Le professeur Yamato en personne regarda attentivement l’écran de monitoring pendant que deux infirmiers s’activèrent à délivrer Victor des différents flexibles qui assuraient le suivi de ses paramètres.

Les deux hommes écartèrent drap et couverture et soulevèrent délicatement Victor qui était intégralement nu. L’infirmière baissa les yeux pudiquement alors qu’elle avait dû certainement le voir dans le plus simple appareil lorsqu’il était arrivé dans la chambre. Ils l’encadrèrent en lui tenant chacun un bras et une épaule. Victor touchait à peine le sol.

- Maintenant Victor-san, vous êtes complètement réveillé et c’est à vous de marcher dit Yamato avec douceur en donnant d’un signe l’ordre aux infirmiers de le poser délicatement au sol.

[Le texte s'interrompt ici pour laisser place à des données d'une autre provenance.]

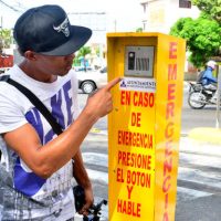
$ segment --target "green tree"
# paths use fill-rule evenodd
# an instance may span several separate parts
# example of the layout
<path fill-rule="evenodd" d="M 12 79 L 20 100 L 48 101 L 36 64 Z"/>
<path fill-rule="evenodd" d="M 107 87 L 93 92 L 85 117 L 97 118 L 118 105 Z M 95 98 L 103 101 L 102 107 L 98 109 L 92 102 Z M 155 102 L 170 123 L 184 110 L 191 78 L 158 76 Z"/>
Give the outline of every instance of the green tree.
<path fill-rule="evenodd" d="M 91 54 L 92 53 L 92 50 L 90 46 L 82 46 L 77 53 L 77 56 L 76 59 L 80 60 L 80 59 L 83 59 L 84 61 L 84 70 L 86 71 L 86 55 L 87 54 Z"/>
<path fill-rule="evenodd" d="M 192 0 L 200 11 L 221 23 L 221 0 Z"/>
<path fill-rule="evenodd" d="M 187 40 L 189 60 L 201 67 L 211 56 L 219 55 L 221 48 L 221 25 L 202 15 L 196 20 L 179 19 L 170 29 L 170 34 Z"/>

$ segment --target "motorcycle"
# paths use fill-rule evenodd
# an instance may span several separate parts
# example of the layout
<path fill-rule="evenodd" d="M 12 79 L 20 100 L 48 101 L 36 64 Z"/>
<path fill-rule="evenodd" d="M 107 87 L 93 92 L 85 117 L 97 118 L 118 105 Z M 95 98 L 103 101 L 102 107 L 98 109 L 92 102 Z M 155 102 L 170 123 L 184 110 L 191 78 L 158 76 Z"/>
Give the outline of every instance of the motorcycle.
<path fill-rule="evenodd" d="M 201 109 L 206 105 L 215 105 L 217 99 L 213 98 L 215 91 L 215 87 L 208 87 L 201 83 L 189 82 L 189 106 L 193 109 Z"/>

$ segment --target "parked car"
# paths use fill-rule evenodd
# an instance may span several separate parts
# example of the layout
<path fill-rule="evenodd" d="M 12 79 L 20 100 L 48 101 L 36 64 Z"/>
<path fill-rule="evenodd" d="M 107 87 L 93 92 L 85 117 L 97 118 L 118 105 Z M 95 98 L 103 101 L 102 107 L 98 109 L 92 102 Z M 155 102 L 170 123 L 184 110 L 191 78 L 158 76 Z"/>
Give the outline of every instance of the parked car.
<path fill-rule="evenodd" d="M 107 83 L 107 67 L 98 71 L 76 72 L 78 88 L 83 93 L 90 94 L 96 88 L 101 88 Z"/>

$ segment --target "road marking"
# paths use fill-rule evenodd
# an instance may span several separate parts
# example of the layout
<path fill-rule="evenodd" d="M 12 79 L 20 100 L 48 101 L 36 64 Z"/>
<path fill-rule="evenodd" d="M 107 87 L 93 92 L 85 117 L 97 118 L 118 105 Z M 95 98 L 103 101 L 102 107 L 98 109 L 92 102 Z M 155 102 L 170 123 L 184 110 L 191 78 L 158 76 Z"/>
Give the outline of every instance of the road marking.
<path fill-rule="evenodd" d="M 206 185 L 211 188 L 220 188 L 221 190 L 221 176 L 212 171 L 204 172 L 199 169 L 179 167 L 178 179 Z"/>
<path fill-rule="evenodd" d="M 193 190 L 185 187 L 177 187 L 178 194 L 183 194 L 185 198 L 189 199 L 194 199 L 194 198 L 200 198 L 200 197 L 208 197 L 211 196 L 212 193 L 210 192 L 204 192 L 204 191 L 199 191 L 199 190 Z"/>

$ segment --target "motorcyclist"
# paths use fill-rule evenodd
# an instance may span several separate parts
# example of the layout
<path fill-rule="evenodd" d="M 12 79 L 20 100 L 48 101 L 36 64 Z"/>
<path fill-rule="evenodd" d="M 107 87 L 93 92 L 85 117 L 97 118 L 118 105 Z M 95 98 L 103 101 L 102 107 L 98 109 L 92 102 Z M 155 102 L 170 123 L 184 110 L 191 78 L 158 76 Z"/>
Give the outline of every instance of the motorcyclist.
<path fill-rule="evenodd" d="M 218 80 L 217 77 L 212 75 L 212 71 L 215 69 L 215 65 L 217 65 L 217 62 L 209 61 L 207 63 L 207 67 L 201 80 L 201 83 L 206 88 L 214 90 L 214 91 L 217 90 Z"/>
<path fill-rule="evenodd" d="M 214 77 L 212 75 L 212 71 L 215 69 L 215 65 L 217 65 L 217 62 L 214 62 L 214 61 L 209 61 L 207 63 L 207 69 L 202 75 L 202 81 L 201 81 L 204 88 L 215 91 L 213 97 L 210 101 L 212 103 L 215 103 L 217 97 L 218 97 L 218 92 L 217 92 L 218 80 L 217 80 L 217 77 Z"/>

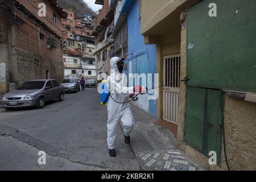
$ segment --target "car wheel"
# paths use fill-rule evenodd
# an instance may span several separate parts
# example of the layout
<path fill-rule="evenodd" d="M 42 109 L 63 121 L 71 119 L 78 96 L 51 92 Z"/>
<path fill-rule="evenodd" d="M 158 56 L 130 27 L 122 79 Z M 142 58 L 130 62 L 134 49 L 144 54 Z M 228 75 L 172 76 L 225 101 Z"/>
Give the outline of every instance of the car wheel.
<path fill-rule="evenodd" d="M 61 92 L 60 93 L 60 95 L 59 96 L 59 101 L 64 101 L 64 93 L 63 92 Z"/>
<path fill-rule="evenodd" d="M 38 101 L 36 101 L 36 107 L 37 109 L 41 109 L 44 107 L 44 98 L 43 97 L 40 97 L 38 98 Z"/>

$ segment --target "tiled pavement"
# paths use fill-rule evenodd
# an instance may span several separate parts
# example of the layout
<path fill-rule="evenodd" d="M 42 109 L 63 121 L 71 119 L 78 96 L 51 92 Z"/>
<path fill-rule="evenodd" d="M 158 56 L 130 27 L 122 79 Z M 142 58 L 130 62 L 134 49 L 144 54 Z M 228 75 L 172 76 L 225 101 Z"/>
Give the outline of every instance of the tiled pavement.
<path fill-rule="evenodd" d="M 135 125 L 131 150 L 146 171 L 205 170 L 177 149 L 176 139 L 168 129 L 154 124 L 156 119 L 132 105 Z"/>

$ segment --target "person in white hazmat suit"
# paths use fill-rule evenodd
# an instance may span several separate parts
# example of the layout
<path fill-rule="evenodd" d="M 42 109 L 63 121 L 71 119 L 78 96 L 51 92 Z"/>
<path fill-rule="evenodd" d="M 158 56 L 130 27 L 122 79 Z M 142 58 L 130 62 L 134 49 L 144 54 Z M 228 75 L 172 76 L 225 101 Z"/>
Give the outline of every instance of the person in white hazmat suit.
<path fill-rule="evenodd" d="M 119 120 L 122 123 L 125 142 L 129 144 L 130 134 L 134 123 L 133 113 L 129 103 L 119 104 L 129 101 L 129 95 L 134 96 L 135 93 L 144 94 L 146 89 L 139 85 L 127 87 L 126 77 L 122 76 L 123 70 L 124 59 L 118 57 L 110 60 L 111 75 L 108 77 L 107 85 L 111 97 L 108 102 L 108 146 L 109 155 L 115 157 L 115 143 L 117 139 L 117 130 Z M 114 101 L 113 100 L 113 99 Z"/>

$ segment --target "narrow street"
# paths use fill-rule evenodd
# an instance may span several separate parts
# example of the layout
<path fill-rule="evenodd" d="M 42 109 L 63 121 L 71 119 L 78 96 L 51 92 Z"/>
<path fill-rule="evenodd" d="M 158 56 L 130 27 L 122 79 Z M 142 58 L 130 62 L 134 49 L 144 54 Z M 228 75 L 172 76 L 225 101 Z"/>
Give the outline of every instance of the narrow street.
<path fill-rule="evenodd" d="M 42 109 L 0 109 L 0 170 L 139 170 L 119 128 L 117 157 L 106 144 L 106 107 L 95 88 Z M 39 151 L 47 154 L 39 165 Z"/>

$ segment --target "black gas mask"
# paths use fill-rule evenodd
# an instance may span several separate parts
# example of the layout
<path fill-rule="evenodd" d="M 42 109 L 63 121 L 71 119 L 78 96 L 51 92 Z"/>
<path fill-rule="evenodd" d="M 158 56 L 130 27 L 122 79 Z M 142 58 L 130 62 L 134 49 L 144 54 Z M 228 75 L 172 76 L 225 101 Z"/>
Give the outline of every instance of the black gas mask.
<path fill-rule="evenodd" d="M 123 58 L 121 58 L 117 63 L 117 68 L 120 73 L 122 73 L 123 71 L 123 65 L 125 65 L 124 60 L 125 59 Z"/>

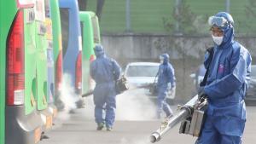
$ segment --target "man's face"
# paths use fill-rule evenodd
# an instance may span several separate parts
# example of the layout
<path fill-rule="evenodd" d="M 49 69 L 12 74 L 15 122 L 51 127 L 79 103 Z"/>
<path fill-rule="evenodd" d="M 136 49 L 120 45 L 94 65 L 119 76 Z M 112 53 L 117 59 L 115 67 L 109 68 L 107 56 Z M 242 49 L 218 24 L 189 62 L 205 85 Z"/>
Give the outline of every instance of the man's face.
<path fill-rule="evenodd" d="M 211 29 L 210 29 L 212 34 L 214 36 L 214 37 L 222 37 L 224 36 L 224 32 L 223 31 L 217 27 L 217 26 L 212 26 Z"/>

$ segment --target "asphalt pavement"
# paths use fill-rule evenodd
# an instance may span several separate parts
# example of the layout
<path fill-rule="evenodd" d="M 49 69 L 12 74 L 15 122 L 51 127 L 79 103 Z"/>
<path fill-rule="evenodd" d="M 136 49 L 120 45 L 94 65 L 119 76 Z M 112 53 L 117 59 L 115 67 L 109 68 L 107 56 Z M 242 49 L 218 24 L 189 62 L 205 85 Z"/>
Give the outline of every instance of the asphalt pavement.
<path fill-rule="evenodd" d="M 132 101 L 132 100 L 131 100 Z M 143 100 L 145 102 L 145 100 Z M 118 100 L 120 102 L 120 100 Z M 126 107 L 129 101 L 126 101 Z M 122 103 L 123 107 L 125 107 Z M 122 107 L 118 105 L 117 110 Z M 132 110 L 131 112 L 128 112 Z M 113 131 L 103 130 L 97 131 L 93 118 L 93 106 L 86 106 L 84 109 L 75 110 L 75 113 L 61 112 L 55 121 L 51 131 L 46 133 L 49 139 L 43 140 L 40 144 L 149 144 L 150 134 L 156 130 L 160 124 L 153 116 L 143 115 L 152 112 L 143 108 L 135 107 L 119 108 L 117 112 L 117 121 Z M 172 107 L 175 110 L 175 107 Z M 138 109 L 136 109 L 138 108 Z M 143 108 L 143 109 L 140 109 Z M 120 111 L 120 110 L 123 110 Z M 256 107 L 247 107 L 247 121 L 243 136 L 243 144 L 256 143 Z M 133 113 L 133 114 L 132 114 Z M 129 116 L 129 117 L 125 117 Z M 141 117 L 140 117 L 141 116 Z M 179 124 L 171 130 L 159 144 L 194 144 L 195 137 L 178 134 Z"/>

Le médecin se mit derrière Victor et surveilla attentivement ses premiers pas. Il expliquera plus tard à Victor que ce moment était absolument décisif. Ou il marchait naturellement seul et c’était gagné à quatre-vingt-dix-neuf pourcent, ou il en était empêché, soit mécaniquement, soit par la douleur, auquel cas il fallait immédiatement le remettre à l’horizontale et passer des examens.

Victor ne fut même pas étonné par l’ordre du professeur. Il fit quelques pas sans autre problème qu’un petit tiraillement de sa peau dans le bas du dos, là ou un léger pansement cachait l’endroit de l’opération.

Complètement réveillé, il marcha normalement comme si rien ne s’était passé. Il ne ressentait pas de joie particulière à ce moment car mis à part les fois – heureusement rares – où un pincement le handicapait, ses vertèbres lui permettaient jusqu’alors une marche tout à fait normale.

Sans que son client ne le voie, Yamato serra les poings en agitant les avant-bras comme le fait parfois un entraîneur de football qui voit son équipe marquer un but, visiblement soulagé. Une victoire de plus !

Le médecin n’avait pas éprouvé de crainte particulière avec ce patient car Victor était dans une forme physique correcte sans surpoids excessif pour son âge mais on ne sait jamais. Surtout avec des vertèbres usées de façon aussi inhabituelle.

Il fit signe aux deux hommes de continuer à encadrer son patient au cas où il aurait une faiblesse.

- Emmener le aux toilettes dit-il et ensuite installezle ensuite dans le grand fauteuil près de la fenêtre.

Victor revint dans la pièce, vêtu d’un grand peignoir blanc molletonné. Yamato avançât une chaise près de lui et fit signe à l’infirmière de s’approcher.

- Bien, Victor-san, c’est tout bon. C’est même excellent ! dit le médecin d’un ton cérémonieux. Vous n’avez pas mal j’espère ?

- J’ai la peau qui me tire un peu avec le pansement mais non, je n’ai pas mal, répondit Victor encore un peu étonné de ce réveil très actif.

Le professeur lui expliqua ensuite pourquoi il était très confiant après cette marche immédiate :

- Le matériau s’est conformé sans problème au relief de vos deux vertèbres et il n’a pas été rejeté. Ce premier joint servira de « moule » pour le joint définitif. Je vous expliquerais volontiers avec plus de détails si cela vous passionne mais tout est décrit dans cette brochure.

Il lui donna ensuite des instructions détaillées sur la suite des évènements. Montée en régime tranquille de la marche pendant la première semaine et soins tous les matins par une infirmière qui viendra chez lui aussi longtemps que nécessaire. Avec chaque quinzaine un check up de suivi complet dans cet hôpital.

Tout cela sans voyages (avion interdit, trajets longs en train et voiture peu recommandés) avec quatre à six heures de marche par jour en deux ou trois fois.

- Sauf incident et il n’y en aura pas, hi, hi, hi, je vous revoie dans six semaines pour la deuxième opération où je poserai un disque définitif plus épais, précisa Yamato.

Victor regarda le professeur et son infirmière qui souriaient tous les deux. Quinze minutes plus tôt, il dormait encore !

- Merci beaucoup professeur, répondit Victor qui ne sut pas quoi dire d’autre

Yamato parti, il se rappela qu’il avait très soif. Il demanda à boire à l’infirmière.